Violinist Monica Huggett

PRAGUE AND VIENNA PALACE GEMS HIGHLIGHT VOM FESTIVAL CONCERT

by Sonia Morse Tubridy
Saturday, July 28, 2018

The remarkable Valley of the Moon Chamber Music Festival presented a concert called “Kinsky Palace” July 28 on their final Festival weekend in Sonoma’s Hanna Center. Two well-known treasures and one lesser gem were programmed.

Starting the afternoon offerings were violinist Monica Huggett and Festival apprentice fortepianist Christian De Luca performing Beethoven’s Violin Sonata Op. 24 (“Spring”). This Sonata, as Ms. Huggett told the audience in humorous and lively introductory remarks, has exemplary violin writing, and she gave a nuanced and spirited performance with liquid scales and lyrical tone in profusion. Violin and fortepiano traded themes, intertwined, contrasting and reinforcing each other. The two parts were always clear and balanced in the opening allegro. The second movement was played with heartfelt tenderness and the forward-moving tempo supported masterful melody shaping. Then the intensely rhythmical and cleverly syncopated scherzo was delightfully played. The final rondo was played with careful matching of articulation and beautiful phrase shaping. The main theme appeared in different guises and myriad delightful forms. The audience gave this performance a standing ovation and bravos.

Hummel’s Clarinet Quartet in E-Flat Major (S. 78) followed. Erich Hoeprich, on an historic replica clarinet he crafted, joined 2018 Laureates Rachel Wong, violin, violist Andrew Gonzalez and Festival co-founder Tanya Tomkins on the cello. Hummel was a Mozart and Haydn protégé and in this Quartet of about 28 minutes he integrates the clarinet into the chamber group rather than contrasting the wind sound against the strings, a remarkable achievement of the composer and of these performers.

The first movement (allegro moderato has a charming opening, the themes being traded with classical clarity reminiscent of Mozart. The music is vibrant and bubbly, and has some mystery and changeable moods of passion and drama. All the while the instrumental voices interacted and created a unified sound rather than flights of individualism. The second movement was in tarantella style, played with precision and outstanding wild passages, especially from the cello. The andante third movement featured playing of lovely legato phrases.

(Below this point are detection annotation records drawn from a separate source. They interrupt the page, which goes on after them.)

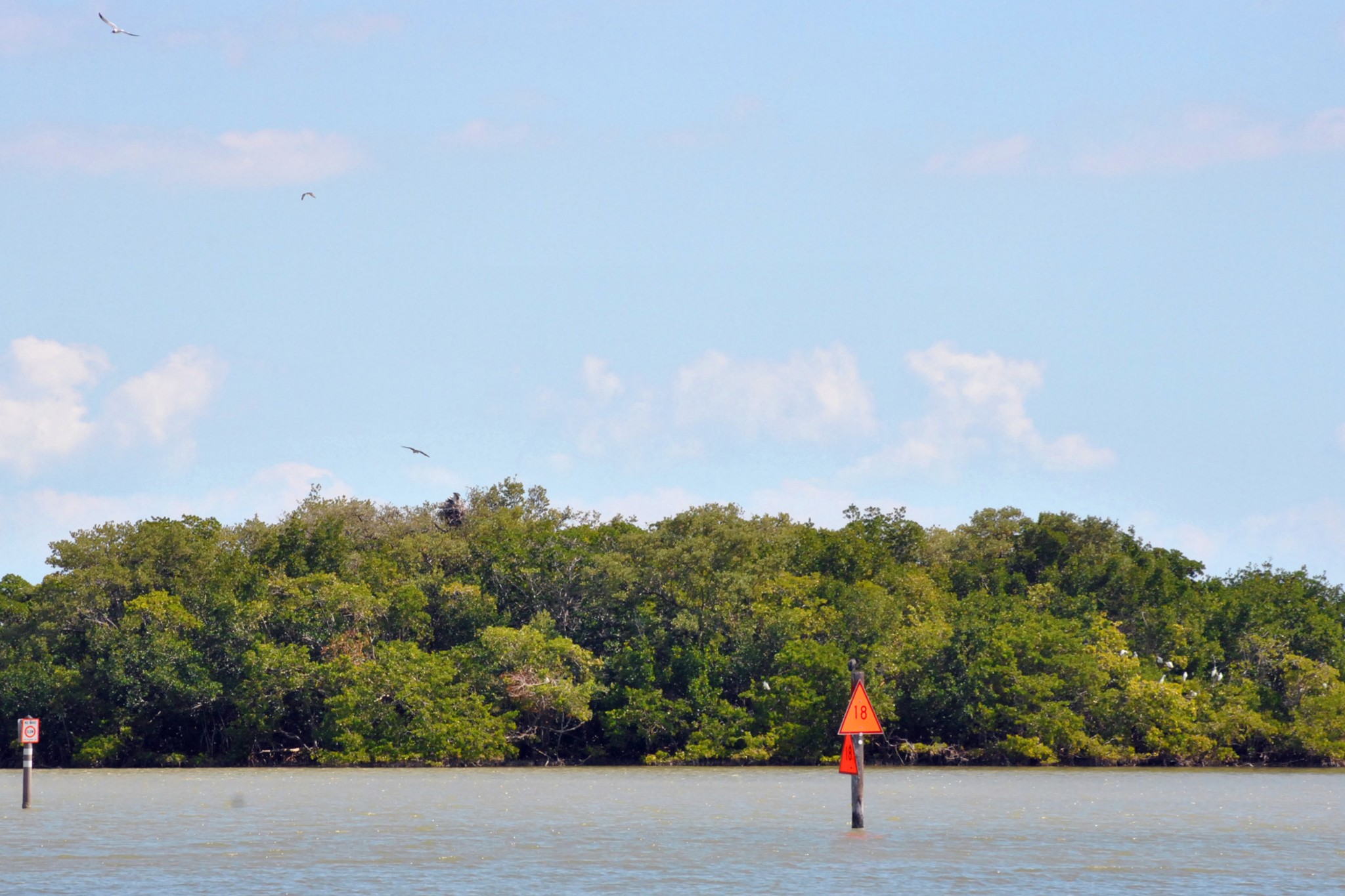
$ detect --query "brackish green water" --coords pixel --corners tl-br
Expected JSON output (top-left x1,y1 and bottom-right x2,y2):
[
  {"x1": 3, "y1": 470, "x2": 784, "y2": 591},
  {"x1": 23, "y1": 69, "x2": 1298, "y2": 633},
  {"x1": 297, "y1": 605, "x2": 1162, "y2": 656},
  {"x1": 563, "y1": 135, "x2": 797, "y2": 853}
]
[{"x1": 0, "y1": 769, "x2": 1345, "y2": 893}]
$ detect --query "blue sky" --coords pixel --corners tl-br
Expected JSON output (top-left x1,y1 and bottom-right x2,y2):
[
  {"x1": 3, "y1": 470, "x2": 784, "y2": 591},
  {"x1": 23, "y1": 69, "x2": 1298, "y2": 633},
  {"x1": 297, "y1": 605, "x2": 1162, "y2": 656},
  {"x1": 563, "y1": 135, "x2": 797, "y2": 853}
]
[{"x1": 0, "y1": 0, "x2": 1345, "y2": 580}]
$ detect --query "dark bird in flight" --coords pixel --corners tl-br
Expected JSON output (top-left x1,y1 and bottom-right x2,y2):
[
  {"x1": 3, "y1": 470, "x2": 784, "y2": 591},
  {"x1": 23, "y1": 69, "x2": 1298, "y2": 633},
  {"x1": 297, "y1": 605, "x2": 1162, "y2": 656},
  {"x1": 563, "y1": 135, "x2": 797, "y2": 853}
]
[{"x1": 99, "y1": 12, "x2": 140, "y2": 37}]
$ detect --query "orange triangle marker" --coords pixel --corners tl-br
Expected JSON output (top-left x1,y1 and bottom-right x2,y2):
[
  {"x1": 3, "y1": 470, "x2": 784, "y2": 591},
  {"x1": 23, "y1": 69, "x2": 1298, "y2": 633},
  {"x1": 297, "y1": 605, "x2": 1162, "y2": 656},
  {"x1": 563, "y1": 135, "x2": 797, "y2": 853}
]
[
  {"x1": 837, "y1": 681, "x2": 882, "y2": 735},
  {"x1": 841, "y1": 738, "x2": 860, "y2": 775}
]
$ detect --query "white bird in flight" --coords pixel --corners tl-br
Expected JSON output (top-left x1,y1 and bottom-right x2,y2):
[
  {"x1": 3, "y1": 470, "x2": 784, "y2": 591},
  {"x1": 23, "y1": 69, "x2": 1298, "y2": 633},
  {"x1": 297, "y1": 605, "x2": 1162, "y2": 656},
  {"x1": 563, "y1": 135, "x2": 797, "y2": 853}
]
[{"x1": 99, "y1": 12, "x2": 140, "y2": 37}]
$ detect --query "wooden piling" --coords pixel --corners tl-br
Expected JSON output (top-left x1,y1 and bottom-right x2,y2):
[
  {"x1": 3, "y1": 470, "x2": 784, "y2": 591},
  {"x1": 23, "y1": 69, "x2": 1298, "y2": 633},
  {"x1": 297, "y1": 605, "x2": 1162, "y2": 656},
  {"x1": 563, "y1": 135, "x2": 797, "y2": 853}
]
[
  {"x1": 23, "y1": 744, "x2": 32, "y2": 809},
  {"x1": 849, "y1": 660, "x2": 864, "y2": 828}
]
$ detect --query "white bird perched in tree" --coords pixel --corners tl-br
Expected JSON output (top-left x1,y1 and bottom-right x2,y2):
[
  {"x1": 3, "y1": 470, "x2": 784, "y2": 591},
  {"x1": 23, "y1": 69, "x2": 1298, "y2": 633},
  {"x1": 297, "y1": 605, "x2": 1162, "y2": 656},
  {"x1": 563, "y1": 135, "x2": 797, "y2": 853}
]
[{"x1": 99, "y1": 12, "x2": 140, "y2": 37}]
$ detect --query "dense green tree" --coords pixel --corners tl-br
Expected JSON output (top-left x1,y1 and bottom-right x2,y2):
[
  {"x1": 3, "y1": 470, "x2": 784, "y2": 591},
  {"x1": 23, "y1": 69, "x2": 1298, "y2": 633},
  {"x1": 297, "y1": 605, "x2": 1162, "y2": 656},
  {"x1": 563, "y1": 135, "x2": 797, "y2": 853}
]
[{"x1": 0, "y1": 480, "x2": 1345, "y2": 765}]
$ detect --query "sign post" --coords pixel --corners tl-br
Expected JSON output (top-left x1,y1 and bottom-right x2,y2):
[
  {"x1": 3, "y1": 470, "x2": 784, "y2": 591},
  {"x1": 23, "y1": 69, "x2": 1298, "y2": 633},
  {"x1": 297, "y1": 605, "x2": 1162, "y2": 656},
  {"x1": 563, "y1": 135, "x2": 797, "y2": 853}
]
[
  {"x1": 837, "y1": 660, "x2": 882, "y2": 828},
  {"x1": 19, "y1": 719, "x2": 41, "y2": 809}
]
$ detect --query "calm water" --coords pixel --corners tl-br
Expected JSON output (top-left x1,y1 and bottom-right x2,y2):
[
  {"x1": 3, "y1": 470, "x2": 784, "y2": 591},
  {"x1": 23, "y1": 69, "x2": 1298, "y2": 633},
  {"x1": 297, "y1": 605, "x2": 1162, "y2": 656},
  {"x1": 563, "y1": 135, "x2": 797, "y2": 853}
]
[{"x1": 0, "y1": 769, "x2": 1345, "y2": 895}]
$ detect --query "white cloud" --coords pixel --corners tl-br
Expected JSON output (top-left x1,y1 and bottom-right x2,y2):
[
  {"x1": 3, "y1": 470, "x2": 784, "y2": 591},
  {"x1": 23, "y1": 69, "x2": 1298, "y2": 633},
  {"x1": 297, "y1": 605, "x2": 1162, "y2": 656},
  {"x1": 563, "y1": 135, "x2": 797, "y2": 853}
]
[
  {"x1": 0, "y1": 336, "x2": 109, "y2": 474},
  {"x1": 0, "y1": 462, "x2": 351, "y2": 579},
  {"x1": 0, "y1": 336, "x2": 226, "y2": 475},
  {"x1": 106, "y1": 345, "x2": 227, "y2": 444},
  {"x1": 553, "y1": 356, "x2": 656, "y2": 457},
  {"x1": 925, "y1": 135, "x2": 1032, "y2": 177},
  {"x1": 857, "y1": 343, "x2": 1115, "y2": 471},
  {"x1": 441, "y1": 118, "x2": 539, "y2": 149},
  {"x1": 313, "y1": 12, "x2": 406, "y2": 43},
  {"x1": 747, "y1": 480, "x2": 858, "y2": 526},
  {"x1": 548, "y1": 345, "x2": 875, "y2": 457},
  {"x1": 584, "y1": 354, "x2": 625, "y2": 404},
  {"x1": 672, "y1": 345, "x2": 875, "y2": 442},
  {"x1": 1072, "y1": 106, "x2": 1345, "y2": 176},
  {"x1": 0, "y1": 127, "x2": 362, "y2": 188}
]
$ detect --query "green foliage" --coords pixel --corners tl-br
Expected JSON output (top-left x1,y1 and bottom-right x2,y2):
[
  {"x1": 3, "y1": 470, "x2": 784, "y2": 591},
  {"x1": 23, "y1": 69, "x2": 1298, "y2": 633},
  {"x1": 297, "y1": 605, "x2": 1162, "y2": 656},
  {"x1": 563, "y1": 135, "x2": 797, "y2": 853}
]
[
  {"x1": 317, "y1": 641, "x2": 510, "y2": 765},
  {"x1": 0, "y1": 480, "x2": 1345, "y2": 765}
]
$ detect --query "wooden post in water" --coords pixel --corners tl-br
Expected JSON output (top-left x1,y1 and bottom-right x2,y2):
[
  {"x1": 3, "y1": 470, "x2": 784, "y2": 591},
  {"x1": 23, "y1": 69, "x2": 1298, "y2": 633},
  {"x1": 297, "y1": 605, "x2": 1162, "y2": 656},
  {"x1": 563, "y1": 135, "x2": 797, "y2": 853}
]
[
  {"x1": 23, "y1": 744, "x2": 32, "y2": 809},
  {"x1": 850, "y1": 660, "x2": 864, "y2": 828}
]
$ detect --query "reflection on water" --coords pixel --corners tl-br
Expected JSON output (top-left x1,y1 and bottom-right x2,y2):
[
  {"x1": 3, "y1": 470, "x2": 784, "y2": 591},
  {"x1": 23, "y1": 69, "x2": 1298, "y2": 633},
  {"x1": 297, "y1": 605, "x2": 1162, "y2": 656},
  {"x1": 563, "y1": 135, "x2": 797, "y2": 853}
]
[{"x1": 0, "y1": 769, "x2": 1345, "y2": 893}]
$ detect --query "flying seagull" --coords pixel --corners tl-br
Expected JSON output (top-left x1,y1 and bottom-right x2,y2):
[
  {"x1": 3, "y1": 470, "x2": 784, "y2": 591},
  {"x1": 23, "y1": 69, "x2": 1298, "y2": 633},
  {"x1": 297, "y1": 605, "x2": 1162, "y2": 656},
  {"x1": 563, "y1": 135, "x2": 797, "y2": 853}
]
[{"x1": 99, "y1": 12, "x2": 140, "y2": 37}]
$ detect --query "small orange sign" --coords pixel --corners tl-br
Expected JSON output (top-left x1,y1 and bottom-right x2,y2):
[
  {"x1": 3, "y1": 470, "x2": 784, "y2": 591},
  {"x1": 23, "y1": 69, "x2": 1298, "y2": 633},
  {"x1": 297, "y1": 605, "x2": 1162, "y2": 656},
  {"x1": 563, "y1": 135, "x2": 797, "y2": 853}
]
[
  {"x1": 837, "y1": 681, "x2": 882, "y2": 735},
  {"x1": 841, "y1": 735, "x2": 860, "y2": 775}
]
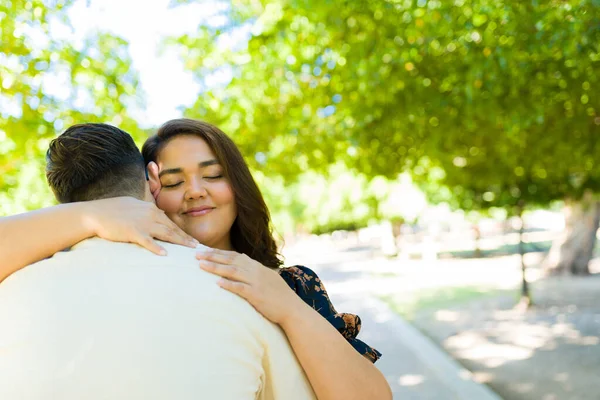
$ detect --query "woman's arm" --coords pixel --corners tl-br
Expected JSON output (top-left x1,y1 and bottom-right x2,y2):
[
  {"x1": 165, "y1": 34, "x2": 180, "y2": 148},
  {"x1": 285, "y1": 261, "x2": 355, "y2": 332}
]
[
  {"x1": 196, "y1": 249, "x2": 392, "y2": 400},
  {"x1": 279, "y1": 301, "x2": 392, "y2": 400},
  {"x1": 0, "y1": 197, "x2": 197, "y2": 282}
]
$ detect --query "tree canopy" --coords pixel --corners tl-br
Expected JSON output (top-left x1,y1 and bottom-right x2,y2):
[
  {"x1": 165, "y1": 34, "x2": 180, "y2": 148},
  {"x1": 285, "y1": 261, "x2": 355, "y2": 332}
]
[
  {"x1": 0, "y1": 0, "x2": 139, "y2": 215},
  {"x1": 171, "y1": 0, "x2": 600, "y2": 209}
]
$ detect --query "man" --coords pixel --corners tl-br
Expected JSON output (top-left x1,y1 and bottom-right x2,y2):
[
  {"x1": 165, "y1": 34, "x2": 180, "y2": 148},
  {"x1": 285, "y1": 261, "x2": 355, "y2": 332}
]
[{"x1": 0, "y1": 124, "x2": 314, "y2": 400}]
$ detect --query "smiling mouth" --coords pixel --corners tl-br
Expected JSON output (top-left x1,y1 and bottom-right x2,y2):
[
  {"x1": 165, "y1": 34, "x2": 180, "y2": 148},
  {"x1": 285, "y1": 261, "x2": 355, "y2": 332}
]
[{"x1": 185, "y1": 208, "x2": 214, "y2": 217}]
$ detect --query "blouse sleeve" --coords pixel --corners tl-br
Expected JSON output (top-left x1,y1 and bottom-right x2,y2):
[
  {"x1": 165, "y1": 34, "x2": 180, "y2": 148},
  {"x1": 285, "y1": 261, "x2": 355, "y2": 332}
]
[{"x1": 279, "y1": 266, "x2": 381, "y2": 363}]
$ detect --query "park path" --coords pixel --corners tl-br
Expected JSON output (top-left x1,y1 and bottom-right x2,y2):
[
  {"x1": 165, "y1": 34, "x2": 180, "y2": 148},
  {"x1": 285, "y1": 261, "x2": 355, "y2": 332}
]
[{"x1": 286, "y1": 244, "x2": 500, "y2": 400}]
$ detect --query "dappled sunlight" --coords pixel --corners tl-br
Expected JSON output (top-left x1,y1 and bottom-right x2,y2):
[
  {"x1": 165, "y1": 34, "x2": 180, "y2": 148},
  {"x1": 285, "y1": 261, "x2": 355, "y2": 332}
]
[
  {"x1": 445, "y1": 332, "x2": 533, "y2": 368},
  {"x1": 434, "y1": 310, "x2": 460, "y2": 322},
  {"x1": 398, "y1": 375, "x2": 426, "y2": 386}
]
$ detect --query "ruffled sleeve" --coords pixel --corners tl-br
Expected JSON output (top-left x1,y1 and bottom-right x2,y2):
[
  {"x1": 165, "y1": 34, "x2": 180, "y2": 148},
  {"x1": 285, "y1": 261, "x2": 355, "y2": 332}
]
[{"x1": 279, "y1": 265, "x2": 381, "y2": 363}]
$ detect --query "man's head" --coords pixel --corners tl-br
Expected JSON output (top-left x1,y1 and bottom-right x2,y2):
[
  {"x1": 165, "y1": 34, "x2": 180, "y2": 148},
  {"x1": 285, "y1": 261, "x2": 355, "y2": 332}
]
[{"x1": 46, "y1": 124, "x2": 148, "y2": 203}]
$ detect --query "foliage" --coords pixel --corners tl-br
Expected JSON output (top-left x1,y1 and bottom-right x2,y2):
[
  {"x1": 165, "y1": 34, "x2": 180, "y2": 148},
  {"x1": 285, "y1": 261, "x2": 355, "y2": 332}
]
[
  {"x1": 171, "y1": 0, "x2": 600, "y2": 216},
  {"x1": 0, "y1": 0, "x2": 141, "y2": 215}
]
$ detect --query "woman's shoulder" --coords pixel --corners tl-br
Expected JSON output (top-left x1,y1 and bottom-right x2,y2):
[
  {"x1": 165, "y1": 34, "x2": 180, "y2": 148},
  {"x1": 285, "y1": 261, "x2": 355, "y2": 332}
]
[
  {"x1": 278, "y1": 265, "x2": 381, "y2": 362},
  {"x1": 278, "y1": 265, "x2": 325, "y2": 294}
]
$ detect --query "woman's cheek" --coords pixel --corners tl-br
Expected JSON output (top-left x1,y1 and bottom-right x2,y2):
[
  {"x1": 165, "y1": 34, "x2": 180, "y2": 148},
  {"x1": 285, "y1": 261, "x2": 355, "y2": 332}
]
[{"x1": 156, "y1": 190, "x2": 181, "y2": 213}]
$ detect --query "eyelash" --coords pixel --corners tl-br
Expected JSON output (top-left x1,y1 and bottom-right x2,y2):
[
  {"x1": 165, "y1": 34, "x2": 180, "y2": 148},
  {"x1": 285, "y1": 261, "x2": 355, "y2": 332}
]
[{"x1": 163, "y1": 175, "x2": 223, "y2": 189}]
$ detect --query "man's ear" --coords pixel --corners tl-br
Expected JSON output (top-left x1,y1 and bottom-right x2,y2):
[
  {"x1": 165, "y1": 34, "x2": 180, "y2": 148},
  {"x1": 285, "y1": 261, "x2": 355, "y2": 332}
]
[{"x1": 146, "y1": 161, "x2": 162, "y2": 200}]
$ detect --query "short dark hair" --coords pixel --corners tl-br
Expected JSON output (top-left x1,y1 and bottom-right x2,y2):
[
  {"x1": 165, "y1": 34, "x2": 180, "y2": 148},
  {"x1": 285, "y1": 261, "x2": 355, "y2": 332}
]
[
  {"x1": 142, "y1": 118, "x2": 282, "y2": 268},
  {"x1": 46, "y1": 123, "x2": 145, "y2": 203}
]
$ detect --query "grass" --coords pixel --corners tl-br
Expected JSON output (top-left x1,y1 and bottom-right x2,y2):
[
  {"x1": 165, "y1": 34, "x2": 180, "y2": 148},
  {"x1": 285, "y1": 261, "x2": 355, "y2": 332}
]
[{"x1": 381, "y1": 286, "x2": 515, "y2": 320}]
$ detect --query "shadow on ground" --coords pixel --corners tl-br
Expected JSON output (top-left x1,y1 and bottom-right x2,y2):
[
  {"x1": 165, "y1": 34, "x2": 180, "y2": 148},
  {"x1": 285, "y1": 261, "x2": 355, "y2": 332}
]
[{"x1": 412, "y1": 275, "x2": 600, "y2": 400}]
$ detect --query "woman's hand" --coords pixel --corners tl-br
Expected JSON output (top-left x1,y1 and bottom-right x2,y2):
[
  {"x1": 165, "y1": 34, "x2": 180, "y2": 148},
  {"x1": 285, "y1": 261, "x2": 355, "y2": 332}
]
[
  {"x1": 84, "y1": 197, "x2": 198, "y2": 255},
  {"x1": 196, "y1": 249, "x2": 304, "y2": 325}
]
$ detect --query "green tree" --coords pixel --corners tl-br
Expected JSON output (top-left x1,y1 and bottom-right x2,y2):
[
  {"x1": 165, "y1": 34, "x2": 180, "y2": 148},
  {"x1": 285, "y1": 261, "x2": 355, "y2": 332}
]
[
  {"x1": 0, "y1": 0, "x2": 141, "y2": 215},
  {"x1": 171, "y1": 0, "x2": 600, "y2": 280}
]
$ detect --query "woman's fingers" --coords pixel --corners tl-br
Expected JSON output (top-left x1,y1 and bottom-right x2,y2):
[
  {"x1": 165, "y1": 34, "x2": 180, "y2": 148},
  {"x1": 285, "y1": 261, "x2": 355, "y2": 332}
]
[
  {"x1": 196, "y1": 249, "x2": 237, "y2": 265},
  {"x1": 132, "y1": 233, "x2": 167, "y2": 256},
  {"x1": 217, "y1": 279, "x2": 250, "y2": 299},
  {"x1": 200, "y1": 260, "x2": 248, "y2": 283}
]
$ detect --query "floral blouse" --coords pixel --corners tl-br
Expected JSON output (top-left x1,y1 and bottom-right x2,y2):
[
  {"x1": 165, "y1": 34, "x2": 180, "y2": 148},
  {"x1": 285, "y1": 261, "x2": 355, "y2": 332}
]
[{"x1": 279, "y1": 265, "x2": 381, "y2": 363}]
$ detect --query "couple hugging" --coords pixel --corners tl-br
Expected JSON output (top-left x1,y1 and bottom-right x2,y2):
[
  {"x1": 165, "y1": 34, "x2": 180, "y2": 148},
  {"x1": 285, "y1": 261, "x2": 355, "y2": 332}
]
[{"x1": 0, "y1": 119, "x2": 392, "y2": 400}]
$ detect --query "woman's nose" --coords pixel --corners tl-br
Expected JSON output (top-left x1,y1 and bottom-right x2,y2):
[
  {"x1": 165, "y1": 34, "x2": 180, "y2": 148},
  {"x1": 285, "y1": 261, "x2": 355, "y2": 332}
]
[{"x1": 186, "y1": 179, "x2": 207, "y2": 200}]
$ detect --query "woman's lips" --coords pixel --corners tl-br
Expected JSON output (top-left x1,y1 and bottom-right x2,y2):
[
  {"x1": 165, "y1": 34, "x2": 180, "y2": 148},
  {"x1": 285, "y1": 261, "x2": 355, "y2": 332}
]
[{"x1": 185, "y1": 208, "x2": 214, "y2": 217}]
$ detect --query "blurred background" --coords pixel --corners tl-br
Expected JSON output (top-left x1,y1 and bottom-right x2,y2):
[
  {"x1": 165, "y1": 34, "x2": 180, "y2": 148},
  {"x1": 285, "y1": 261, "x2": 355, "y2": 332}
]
[{"x1": 0, "y1": 0, "x2": 600, "y2": 400}]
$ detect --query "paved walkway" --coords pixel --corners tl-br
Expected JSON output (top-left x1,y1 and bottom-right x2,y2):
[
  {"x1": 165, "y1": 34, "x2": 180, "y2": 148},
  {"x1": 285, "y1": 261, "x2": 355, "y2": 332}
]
[{"x1": 296, "y1": 253, "x2": 500, "y2": 400}]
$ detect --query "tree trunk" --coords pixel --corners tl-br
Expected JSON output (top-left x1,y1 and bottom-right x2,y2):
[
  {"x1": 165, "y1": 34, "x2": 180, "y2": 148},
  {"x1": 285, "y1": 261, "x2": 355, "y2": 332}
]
[
  {"x1": 543, "y1": 192, "x2": 600, "y2": 275},
  {"x1": 518, "y1": 205, "x2": 533, "y2": 308},
  {"x1": 473, "y1": 224, "x2": 482, "y2": 258}
]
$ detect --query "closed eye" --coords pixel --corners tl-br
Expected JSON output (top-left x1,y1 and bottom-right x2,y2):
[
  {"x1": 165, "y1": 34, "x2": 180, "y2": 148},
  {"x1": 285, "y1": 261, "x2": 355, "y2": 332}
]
[{"x1": 163, "y1": 181, "x2": 183, "y2": 189}]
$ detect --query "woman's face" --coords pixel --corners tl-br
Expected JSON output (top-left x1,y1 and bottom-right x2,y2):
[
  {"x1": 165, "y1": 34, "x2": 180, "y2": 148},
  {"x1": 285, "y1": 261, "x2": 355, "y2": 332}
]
[{"x1": 156, "y1": 135, "x2": 237, "y2": 250}]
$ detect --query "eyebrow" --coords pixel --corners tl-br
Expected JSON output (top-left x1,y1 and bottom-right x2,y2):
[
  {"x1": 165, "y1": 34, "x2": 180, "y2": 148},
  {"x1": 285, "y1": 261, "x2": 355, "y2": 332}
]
[{"x1": 158, "y1": 159, "x2": 219, "y2": 178}]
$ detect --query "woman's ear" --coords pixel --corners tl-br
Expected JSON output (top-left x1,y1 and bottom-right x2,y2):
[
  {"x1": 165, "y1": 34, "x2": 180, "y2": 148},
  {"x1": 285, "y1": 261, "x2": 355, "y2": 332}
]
[{"x1": 146, "y1": 161, "x2": 162, "y2": 200}]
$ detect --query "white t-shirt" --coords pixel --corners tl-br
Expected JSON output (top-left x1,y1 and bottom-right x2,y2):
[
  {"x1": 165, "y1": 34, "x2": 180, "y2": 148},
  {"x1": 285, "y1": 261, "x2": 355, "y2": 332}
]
[{"x1": 0, "y1": 238, "x2": 315, "y2": 400}]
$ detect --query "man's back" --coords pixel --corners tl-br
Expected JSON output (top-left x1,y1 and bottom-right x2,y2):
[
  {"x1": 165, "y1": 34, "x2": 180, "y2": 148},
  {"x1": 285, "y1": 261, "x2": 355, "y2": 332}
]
[{"x1": 0, "y1": 239, "x2": 313, "y2": 400}]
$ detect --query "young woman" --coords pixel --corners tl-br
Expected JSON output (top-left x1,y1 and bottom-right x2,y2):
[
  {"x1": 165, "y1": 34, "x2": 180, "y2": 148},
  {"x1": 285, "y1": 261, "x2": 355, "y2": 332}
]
[{"x1": 0, "y1": 119, "x2": 392, "y2": 399}]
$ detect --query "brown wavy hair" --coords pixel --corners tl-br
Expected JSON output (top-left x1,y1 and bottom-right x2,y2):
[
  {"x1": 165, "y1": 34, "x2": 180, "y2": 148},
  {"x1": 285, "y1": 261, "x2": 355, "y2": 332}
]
[{"x1": 142, "y1": 118, "x2": 282, "y2": 268}]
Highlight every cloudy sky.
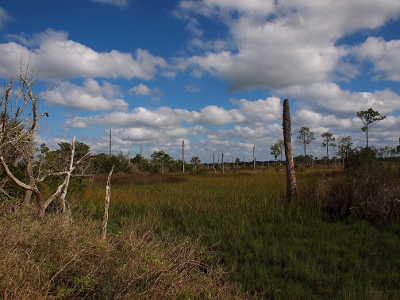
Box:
[0,0,400,162]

The mood was pleasant and the interpretation was beautifully understated. The rondo was full of musical gestures of the Classical Period. Particularly effective were passages pairing the violin and viola and the continual blending of clarinet and strings. This Hummel Quartet from 1807 certainly could inspire listeners to become acquainted with more of his compositions. Once again there was a standing ovation.

After the intermission Beethoven’s unique piano/woodwind quintet, Opus 16, was performed by Marc Schachman, oboe; Mr. Hoeprich, hornist Sadie Glass; Kate van Orden, bassoon; and Festival pianist Eric Zivian. This piece was inspired by Mozart’s quintet for the same ensemble and in fact, Mozart seemed to be an unseen inspiring presence throughout the afternoon. Beethoven’s opening (grave) was rhythmical and crisp, the piano exhibiting its power without competing with or overpowering the wind ensemble. This led into an allegro of relaxed spontaneity and large gestures, occasionally evoking dreamy worlds. Modern instruments can make this writing sound like a piano concerto, but here it was a fresh collaborative sound. An extramusical moment of drama was the breaking of a fortepiano string, but Mr. Zvian assured the audience that the music could be carried on with the note’s remaining string.

The andante movement is certainly one of the most beautiful pieces in chamber music repertoire. The fortepiano opening theme was very expressive and led to the wind instruments reiteration with their full and forceful tone. Thereafter each instrument was featured in a solo: Mr. Schachman’s rich oboe tone, Ms. van Orden’s mellow bassoon, the distinctive colors of horn and clarinet all singing out, then all rising on a chromatic tide together to bring back the fortepiano with new elegant ornamentation. The third movement is a rondo romp with typical hunting horn harmonies, tossing of ideas back and forth, with phrases calling for play, dance, and to rejoice. The tempo was well chosen and the music was performed straightforward, direct and full of optimism.

A reception with wine and happy company concluded the afternoon of a musical visit to the world of palaces in Vienna and Prague of the 18th century. Bravos to Valley of the Moon Festival musicians! “Aufwiedersehen” next summer.